One thing is the constant education I was talking about in enterprises. It should not stop with enterprises. It should propagate to the rest of the world. Cybersecurity awareness should not be limited to companies, because the entire population can become a prey to such attacks.
We see many cases of bank frauds, SMS frauds, and OTP frauds. One good thing is that banks are doing more awareness now. Every time you visit a branch, they make it a point to tell you not to receive calls from random numbers and to rely only on authorized communication. At least in the banks I see, they are taking initiative.
So education is key to building resilience across the entire population.
On policy making, India has taken a very good step. In the DPDP framing, enterprises were involved and the draft was open for feedback for almost a year. That is a very good step toward governance and policy making. It is important that this collaboration between enterprises and government continues, so you get a good amalgamation of policy makers and practitioners who see things every day.
AI models built by foundational companies are advancing at an unprecedented pace. Some companies have recently released models that they say are capable enough to spot system vulnerabilities and go through them. If used by hackers, that could create havoc in the global economy or tech world. What is your perspective on that? Can these models really spot vulnerabilities that traditional cybersecurity methods may not see? And how do you fight against that?
Yes, the models are capable.
You can train models on security expertise. For example, you can train a model to detect remote code execution vulnerabilities in source code. If the model has enough training data on poorly written code and good code, it can help spot vulnerabilities very well.
The same model, if it goes into the hands of an attacker, can be used the same way. That is why every vulnerability you find should be treated as a zero-day attack. A zero-day is something new that has happened and you do not really know how to fix it immediately, so you put all your resources into mitigating the threat as early as possible.

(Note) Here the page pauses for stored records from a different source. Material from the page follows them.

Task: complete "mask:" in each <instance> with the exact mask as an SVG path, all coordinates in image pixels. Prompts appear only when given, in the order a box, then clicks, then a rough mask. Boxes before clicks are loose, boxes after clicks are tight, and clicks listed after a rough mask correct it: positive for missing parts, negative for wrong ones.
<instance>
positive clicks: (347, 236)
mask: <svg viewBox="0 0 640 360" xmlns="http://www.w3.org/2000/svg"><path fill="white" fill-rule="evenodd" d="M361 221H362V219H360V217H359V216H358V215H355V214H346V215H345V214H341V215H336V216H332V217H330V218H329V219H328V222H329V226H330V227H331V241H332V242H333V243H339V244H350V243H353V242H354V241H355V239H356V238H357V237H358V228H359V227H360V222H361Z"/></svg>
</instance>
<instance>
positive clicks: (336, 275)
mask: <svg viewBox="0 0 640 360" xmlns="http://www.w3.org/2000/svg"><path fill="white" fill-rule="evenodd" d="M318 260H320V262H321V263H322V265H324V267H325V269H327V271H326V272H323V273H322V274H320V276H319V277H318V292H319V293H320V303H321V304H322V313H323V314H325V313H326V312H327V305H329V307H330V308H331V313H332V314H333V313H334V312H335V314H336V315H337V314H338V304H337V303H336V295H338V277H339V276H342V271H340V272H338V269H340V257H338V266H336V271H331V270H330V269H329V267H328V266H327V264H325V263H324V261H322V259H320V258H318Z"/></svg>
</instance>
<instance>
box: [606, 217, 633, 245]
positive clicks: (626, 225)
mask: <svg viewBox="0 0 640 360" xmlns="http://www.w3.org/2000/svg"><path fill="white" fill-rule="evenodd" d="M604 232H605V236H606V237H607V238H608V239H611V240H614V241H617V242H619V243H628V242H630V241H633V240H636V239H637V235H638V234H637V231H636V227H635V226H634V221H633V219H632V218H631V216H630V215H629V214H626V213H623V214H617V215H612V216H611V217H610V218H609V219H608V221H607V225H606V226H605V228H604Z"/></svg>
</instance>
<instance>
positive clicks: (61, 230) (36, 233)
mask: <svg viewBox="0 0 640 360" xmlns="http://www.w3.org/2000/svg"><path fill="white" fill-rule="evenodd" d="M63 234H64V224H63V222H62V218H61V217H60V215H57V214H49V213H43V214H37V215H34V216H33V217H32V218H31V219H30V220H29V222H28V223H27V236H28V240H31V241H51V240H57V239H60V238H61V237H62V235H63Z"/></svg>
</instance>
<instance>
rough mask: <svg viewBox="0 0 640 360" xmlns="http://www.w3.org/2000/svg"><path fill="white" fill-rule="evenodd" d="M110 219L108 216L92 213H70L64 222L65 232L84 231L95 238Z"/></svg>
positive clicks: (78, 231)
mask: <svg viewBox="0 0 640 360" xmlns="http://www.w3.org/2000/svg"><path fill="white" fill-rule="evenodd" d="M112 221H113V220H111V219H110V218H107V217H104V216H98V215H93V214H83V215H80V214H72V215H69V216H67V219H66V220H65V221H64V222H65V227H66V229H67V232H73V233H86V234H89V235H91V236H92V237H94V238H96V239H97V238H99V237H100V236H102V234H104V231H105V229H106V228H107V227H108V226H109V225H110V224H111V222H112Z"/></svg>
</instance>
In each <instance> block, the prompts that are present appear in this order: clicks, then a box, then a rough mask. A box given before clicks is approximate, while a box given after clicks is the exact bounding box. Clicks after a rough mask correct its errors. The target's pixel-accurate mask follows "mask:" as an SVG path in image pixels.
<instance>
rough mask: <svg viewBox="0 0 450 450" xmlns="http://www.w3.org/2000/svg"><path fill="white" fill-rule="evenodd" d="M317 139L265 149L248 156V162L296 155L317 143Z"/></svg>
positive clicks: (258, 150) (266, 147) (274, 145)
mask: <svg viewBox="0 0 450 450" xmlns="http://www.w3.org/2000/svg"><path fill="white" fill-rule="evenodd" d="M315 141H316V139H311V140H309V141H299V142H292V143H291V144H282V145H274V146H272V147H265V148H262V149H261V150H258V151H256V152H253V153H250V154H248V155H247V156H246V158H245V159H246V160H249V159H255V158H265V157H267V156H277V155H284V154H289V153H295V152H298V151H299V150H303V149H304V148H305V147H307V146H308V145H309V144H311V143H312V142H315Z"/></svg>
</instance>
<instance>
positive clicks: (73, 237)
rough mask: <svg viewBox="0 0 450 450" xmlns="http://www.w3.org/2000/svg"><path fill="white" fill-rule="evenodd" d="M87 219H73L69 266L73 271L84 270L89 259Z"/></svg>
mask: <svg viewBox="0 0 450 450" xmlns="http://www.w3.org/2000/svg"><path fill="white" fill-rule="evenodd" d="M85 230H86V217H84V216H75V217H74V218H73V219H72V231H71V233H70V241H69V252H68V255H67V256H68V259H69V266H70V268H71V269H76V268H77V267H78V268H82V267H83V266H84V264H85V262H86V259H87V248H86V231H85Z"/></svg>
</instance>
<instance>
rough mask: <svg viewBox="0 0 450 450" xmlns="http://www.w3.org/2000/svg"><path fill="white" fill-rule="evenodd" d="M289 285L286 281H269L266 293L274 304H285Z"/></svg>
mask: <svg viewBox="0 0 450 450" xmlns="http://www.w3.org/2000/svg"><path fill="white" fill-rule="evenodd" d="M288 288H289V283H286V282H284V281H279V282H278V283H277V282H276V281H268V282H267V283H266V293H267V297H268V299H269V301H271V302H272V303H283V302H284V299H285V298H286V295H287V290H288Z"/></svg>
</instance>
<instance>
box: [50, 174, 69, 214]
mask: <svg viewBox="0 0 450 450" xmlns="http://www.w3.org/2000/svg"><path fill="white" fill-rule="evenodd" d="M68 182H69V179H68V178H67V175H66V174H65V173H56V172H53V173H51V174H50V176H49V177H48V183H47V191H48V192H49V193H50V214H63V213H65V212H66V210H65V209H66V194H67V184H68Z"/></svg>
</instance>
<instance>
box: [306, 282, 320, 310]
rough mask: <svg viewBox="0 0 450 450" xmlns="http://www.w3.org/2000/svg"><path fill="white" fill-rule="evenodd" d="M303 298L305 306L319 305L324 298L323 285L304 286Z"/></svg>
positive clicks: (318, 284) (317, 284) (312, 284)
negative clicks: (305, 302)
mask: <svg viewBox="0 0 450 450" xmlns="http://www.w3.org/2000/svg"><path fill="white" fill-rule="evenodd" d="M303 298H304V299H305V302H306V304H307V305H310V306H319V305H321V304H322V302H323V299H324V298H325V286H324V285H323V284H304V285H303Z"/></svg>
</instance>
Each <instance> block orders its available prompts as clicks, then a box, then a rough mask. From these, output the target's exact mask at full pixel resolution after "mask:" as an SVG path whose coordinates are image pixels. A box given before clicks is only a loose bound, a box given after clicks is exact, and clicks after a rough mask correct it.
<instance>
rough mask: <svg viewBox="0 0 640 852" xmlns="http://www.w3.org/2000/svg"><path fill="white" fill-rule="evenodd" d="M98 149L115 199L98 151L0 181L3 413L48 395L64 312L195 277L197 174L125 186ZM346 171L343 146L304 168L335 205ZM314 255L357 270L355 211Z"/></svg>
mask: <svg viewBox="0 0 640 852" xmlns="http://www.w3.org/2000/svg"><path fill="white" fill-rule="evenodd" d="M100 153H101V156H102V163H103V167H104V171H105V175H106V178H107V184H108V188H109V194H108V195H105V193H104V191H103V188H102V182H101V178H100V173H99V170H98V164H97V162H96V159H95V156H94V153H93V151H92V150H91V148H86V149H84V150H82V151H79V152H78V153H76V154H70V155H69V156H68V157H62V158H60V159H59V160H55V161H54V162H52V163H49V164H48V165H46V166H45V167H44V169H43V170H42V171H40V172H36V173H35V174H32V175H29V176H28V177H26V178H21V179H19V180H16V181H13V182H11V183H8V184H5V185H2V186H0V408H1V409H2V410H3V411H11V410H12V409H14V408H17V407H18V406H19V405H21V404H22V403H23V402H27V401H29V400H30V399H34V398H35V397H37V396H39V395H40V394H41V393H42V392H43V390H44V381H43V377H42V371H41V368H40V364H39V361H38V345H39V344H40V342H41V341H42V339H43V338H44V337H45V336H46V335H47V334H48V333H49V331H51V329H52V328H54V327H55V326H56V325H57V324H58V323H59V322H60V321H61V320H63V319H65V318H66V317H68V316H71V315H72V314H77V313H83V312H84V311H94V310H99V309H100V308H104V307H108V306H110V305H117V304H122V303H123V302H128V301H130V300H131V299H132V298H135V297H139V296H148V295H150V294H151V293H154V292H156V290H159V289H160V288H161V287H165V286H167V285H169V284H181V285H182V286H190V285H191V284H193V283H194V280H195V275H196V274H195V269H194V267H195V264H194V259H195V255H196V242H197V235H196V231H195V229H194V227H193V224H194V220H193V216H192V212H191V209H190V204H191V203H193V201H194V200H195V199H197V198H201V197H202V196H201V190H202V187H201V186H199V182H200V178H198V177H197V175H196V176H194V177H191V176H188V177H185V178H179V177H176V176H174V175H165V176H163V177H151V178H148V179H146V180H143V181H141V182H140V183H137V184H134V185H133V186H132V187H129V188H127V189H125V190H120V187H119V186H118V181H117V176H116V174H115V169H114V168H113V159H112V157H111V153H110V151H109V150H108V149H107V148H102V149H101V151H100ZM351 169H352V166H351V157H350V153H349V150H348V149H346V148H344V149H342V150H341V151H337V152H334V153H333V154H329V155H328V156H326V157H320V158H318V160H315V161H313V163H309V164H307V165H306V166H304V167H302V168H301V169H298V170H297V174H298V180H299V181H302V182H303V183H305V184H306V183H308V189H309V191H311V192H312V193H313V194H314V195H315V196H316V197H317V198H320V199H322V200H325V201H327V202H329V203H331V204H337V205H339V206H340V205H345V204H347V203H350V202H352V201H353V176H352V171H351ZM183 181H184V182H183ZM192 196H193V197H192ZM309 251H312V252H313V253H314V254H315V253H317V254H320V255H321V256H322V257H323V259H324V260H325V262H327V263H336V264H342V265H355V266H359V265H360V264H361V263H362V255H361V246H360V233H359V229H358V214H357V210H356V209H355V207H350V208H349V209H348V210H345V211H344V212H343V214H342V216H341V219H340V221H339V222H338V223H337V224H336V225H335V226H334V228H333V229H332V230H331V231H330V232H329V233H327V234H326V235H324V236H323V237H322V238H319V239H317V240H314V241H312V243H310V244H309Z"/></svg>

Going forward, these models can also go into the hands of attackers. So if you find a security vulnerability or threat, treat it as a zero-day and close or mitigate it at the earliest. You cannot have a laid-back attitude and say, “This is probably a low vulnerability, nothing can possibly happen, I will set an SLA of three days.” That may have been possible a decade back or even three or four years back, but not now.
Attackers can chain multiple vulnerabilities. What seems like a low vulnerability can be chained with a medium vulnerability and then another medium vulnerability, and suddenly you have a beautifully crafted attack chain that gives the attacker good access to your system.
So it is important that no vulnerability is left unpatched. Treat it as the highest priority. Sometimes organisations prioritise adding more features or product code, and yes, that matters. But if there is a security mishap, it is easy for a business to go out of business. Security has to be the primary key. If there is any weak spot, treat it with the most serious approach, as a zero-day, and patch it as early as possible. That is the way forward.